Hi all-
I'm working on an attribute implementation (RFC coming once I get a better idea about the implementation details, cpu_dispatch/cpu_specific from ICC) that permits multiple definitions of a function. All definitions of the function ARE emitted, however with different name-mangling. 1 version of the function keeps the normal name-mangling/linking, so all call-expressions should call THAT one.
My question is: Is there a way to mark a FunctionDecl as 'don't find me in lookup' such that it never ends up being a "Callee"? Or should I be figuring out how to change the lookup-results here?
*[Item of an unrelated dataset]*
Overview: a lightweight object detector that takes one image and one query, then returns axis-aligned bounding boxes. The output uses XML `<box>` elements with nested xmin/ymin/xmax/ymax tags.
My first guess would be that you want to modify overload resolution. I think the CUDA host/device attributes are involved there. You can also look at the implementation of attribute((enable_if)) as well.
However, do we really need a FunctionDecl for every subtarget specialization? How does a user trigger specialization? Can they do something like take a specialization and instantiate a class template with it?
Each ‘foo’ implementation is emitted with different name mangling. They are generally ALL considered the same function, Function Pointers, references, etc will all be to the ‘dispatch’ version of the function.
The dispatch function will be implemented in terms of an iFunc.
I’m using the ‘emit’ functionality from attribute-target to get the target-cpu emitted properly, however I hadn’t realized it allowed multiple function definitions. I’ll look into that one as well.
The difference as far as I can tell is that the dispatch is done at Load/Runtime. It checks on “CPUID” to determine which function to call. As far as I can tell, target simply sends optimization hints to the backend, right?
I think this is intended to be a superset of the ‘target’ functionality.
The difference as far as I can tell is that the dispatch is done at Load/Runtime. It checks on “CPUID” to determine which function to call. As far as I can tell, target simply sends optimization hints to the backend, right?
You can set up automagic dispatch using ifunc or the rest of that (they do in gcc), just a lot of that functionality isn’t wired up.
I think this is intended to be a superset of the ‘target’ functionality.
At a function definition level it’s exactly the same
At any rate, please do keep me on reviews for this. I don’t believe the mechanics in general should be any different.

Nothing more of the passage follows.